Please add a testcase to make sure we can correctly serialize/deserialize IR containing calls to ssa_copy. I don't think your current approach will work in that case; assigning the identifiers on demand means we won't choose the same identifiers the next time the IR is loaded.

fhahn planned changes to this revision.Jun 26 2018, 2:56 PM

Thanks Eli! If we serialize a declaration generated in such a way and then de-serialize it again a different pass might generate names in a different order, causing problems. I'll try to address that tomorrow.

fhahn added a comment.Jun 27 2018, 9:19 AM

Hm when serializing to bitcode, the order the types are written is based on their uses in functions. That means when reading a bitcode file, the type objects may get created in a different order than defined in the LL file and this is a problem for generating IDs deterministically "on the side".

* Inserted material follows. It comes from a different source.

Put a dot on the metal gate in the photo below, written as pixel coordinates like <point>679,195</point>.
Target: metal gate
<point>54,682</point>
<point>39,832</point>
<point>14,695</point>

Currently I am not sure what a good approach/solution would be. Any thoughts/suggestions would be greatly appreciated!

Maybe we could set names for the types in question? It's kind of awkward, but it should work, I think...

Alternatively, you could avoid generating ssa_copy calls which require mangling non-literal structs; assuming you don't need to ssa_copy first-class aggregates, struct types only show up in pointers, and you can always bitcast pointers to i8*.

fhahn added a comment.Jun 28 2018, 8:09 AM

Maybe we could set names for the types in question? It's kind of awkward, but it should work, I think...

Alternatively, you could avoid generating ssa_copy calls which require mangling non-literal structs; assuming you don't need to ssa_copy first-class aggregates, struct types only show up in pointers, and you can always bitcast pointers to i8*.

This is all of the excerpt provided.